Ledger LIMS

When laboratory processes are subject to audits by the Environmental Protection Agency or the Food & Drug Administration, maintaining error-free and compliant records is crucial. Ledger LIMS, developed by Simplicis, assists lab managers in ensuring that electronic records and signatures adhere to US FDA 21 CFR Part 11 regulations. Simplicis offers continuous support, including system maintenance and integration services, enabling labs to scale operations without sacrificing data and sample integrity.

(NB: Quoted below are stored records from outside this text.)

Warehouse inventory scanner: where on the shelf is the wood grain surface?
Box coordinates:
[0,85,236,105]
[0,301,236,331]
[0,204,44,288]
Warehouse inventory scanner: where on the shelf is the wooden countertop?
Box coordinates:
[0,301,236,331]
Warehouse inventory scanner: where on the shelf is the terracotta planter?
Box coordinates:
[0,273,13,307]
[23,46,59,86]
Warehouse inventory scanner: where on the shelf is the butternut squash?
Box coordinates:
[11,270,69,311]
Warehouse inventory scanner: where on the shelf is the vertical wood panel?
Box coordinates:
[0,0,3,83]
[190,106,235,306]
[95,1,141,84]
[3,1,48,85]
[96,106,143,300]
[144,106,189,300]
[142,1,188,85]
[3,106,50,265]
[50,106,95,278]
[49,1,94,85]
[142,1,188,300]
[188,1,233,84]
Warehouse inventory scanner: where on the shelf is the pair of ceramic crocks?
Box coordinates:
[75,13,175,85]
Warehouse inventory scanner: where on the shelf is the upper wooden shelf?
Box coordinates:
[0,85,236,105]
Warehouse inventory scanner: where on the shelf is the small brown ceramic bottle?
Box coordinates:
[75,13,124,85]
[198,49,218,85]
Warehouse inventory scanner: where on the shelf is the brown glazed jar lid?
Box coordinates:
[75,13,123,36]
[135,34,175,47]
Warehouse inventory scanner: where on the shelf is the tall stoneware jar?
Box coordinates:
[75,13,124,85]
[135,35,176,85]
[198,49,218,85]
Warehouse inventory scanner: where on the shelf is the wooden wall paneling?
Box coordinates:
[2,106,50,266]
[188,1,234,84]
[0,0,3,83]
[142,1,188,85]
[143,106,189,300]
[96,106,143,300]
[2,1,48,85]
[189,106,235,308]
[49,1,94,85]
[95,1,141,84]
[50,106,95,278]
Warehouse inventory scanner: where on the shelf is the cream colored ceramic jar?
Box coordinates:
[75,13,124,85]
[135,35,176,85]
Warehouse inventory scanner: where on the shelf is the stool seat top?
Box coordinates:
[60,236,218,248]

Understanding Out-of-Specification Results

The FDA provides extensive guidelines for investigating out-of-specification (OOS) results. Ledger LIMS enhances workflow transparency, helping lab personnel identify the causes of OOS errors more efficiently. Simplicis also aids in troubleshooting these errors by analyzing the interaction between components and software, and by checking for system or component malfunctions or degradation.

Supporting Future Efforts

With the pressure on labs to innovate and boost efficiency, there is a risk of overlooking problematic data in the rush to advance compounds through research phases. Ledger LIMS includes features such as access restriction to samples and data, and a reconciliation function to ensure results align with initial order instructions. These checks-and-balances help prevent operator errors.

Ledger LIMS offers a comprehensive suite of controls and analytics to enhance data governance and monitor processes for compliance deficiencies. Simplicis provides solutions that enable labs to scale effectively, supporting long-term goals and ensuring robust process compliance.

According to a study by Tufts, seven out of eight compounds that reach clinical testing will fail, highlighting the importance of rigorous data management and compliance.